The household survey, unlike the survey of businesses, counts farmworkers, the self-employed and people who work at start-ups. It also does a better job of counting small-business jobs.
But the survey of businesses uses a larger sample size and is considered more precise: The Labor Department surveys 145,000 companies and government agencies, compared with just 60,000 households.
Moving on
A hot labor market, and perhaps a rethinking of personal priorities after COVID-19, has led many Americans to leave their jobs and look for higher-paying or more satisfying work elsewhere. In June, 942,000 people were unemployed because they voluntarily left their old employer. That was up 21 percent from 778,000 in May, and it’s the highest such monthly figure since 2016.
“Workers clearly know that they are in the driver’s seat right now, and many appear willing to walk away from their current position before they have even a new job lined up,” says Stephen Stanley, chief economist at Amherst Pierpont Securities.
Muddled numbers
The wild swings in the job market — from an epic collapse in the spring of 2020 as the coronavirus triggered devastating layoffs, to a vigorous rebound over the past year — have created confusion in the way the Labor Department calculates its numbers and adjusts them for seasonal fluctuations.
For example, the department reported a sharp increase last month in jobs in local (up 155,000), state (up 75,000) and private (39,000) education as schools reopened. But those job gains might have been exaggerated, the department conceded, because the bumpy switch from remote to in-person learning has “distorted the normal seasonal buildup and layoff patterns.’’

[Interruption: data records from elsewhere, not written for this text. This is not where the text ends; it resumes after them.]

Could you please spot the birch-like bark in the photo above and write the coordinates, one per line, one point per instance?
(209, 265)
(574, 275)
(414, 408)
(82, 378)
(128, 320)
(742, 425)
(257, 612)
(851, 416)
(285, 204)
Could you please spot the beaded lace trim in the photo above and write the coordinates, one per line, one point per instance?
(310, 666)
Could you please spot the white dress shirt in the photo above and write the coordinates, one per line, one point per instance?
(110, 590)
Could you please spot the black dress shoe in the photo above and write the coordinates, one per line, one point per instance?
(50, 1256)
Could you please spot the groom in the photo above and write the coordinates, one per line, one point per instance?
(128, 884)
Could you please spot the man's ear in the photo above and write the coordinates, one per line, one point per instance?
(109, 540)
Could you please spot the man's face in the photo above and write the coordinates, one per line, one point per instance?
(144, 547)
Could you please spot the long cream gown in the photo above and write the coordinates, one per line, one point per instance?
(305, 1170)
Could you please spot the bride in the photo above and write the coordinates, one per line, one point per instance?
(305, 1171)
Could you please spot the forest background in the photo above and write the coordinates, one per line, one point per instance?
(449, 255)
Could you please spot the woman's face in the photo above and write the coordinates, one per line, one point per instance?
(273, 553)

Likewise, Joshua Shapiro, chief U.S. economist at the consulting firm Maria Fiorini Ramirez Inc., cautions that a surprising and seemingly unhealthy drop in weekly hours worked at private companies likely reflects the difficulty of accounting for people who work from home.
“With most who are able to work remotely still doing so at least part of the time,” Shapiro writes, “the reliability of these data are likely compromised to some degree.”
Unemployment’s toll
The unemployment rate rose 0.1 percentage point last month for Black, Hispanic and white workers alike. The jobless rates are now 5.2 percent for whites, 7.4 percent for Hispanics and 9.2 percent for Black Americans.
Despite steady job growth, lingering damage from the coronavirus recession is still taking a toll on Americans of all races: Nearly 6.5 million whites were unemployed in June, up 2.6 million, or 67 percent, from February 2020, just before the virus struck. Over the same period, the number of unemployed is up 53 percent to 1.9 million for African Americans and 65 percent to 2.2 million for Hispanics.
Back to the cubicle
As the virus recedes and businesses reopen, Americans are increasingly packing up their laptops, leaving makeshift offices in the kitchen and trudging back to their old places of work.
The Labor Department reported that the proportion of people who are teleworking dropped to 14.4 percent in June — down from 16.6 percent in May and a peak of 35.4 percent in May 2020.
Companies that operate out of downtown office buildings and restaurants that cater to weekday commuters are nervously waiting to see whether — or to what extent — the work-from-home trend sticks once economic life returns to normal after COVID-19.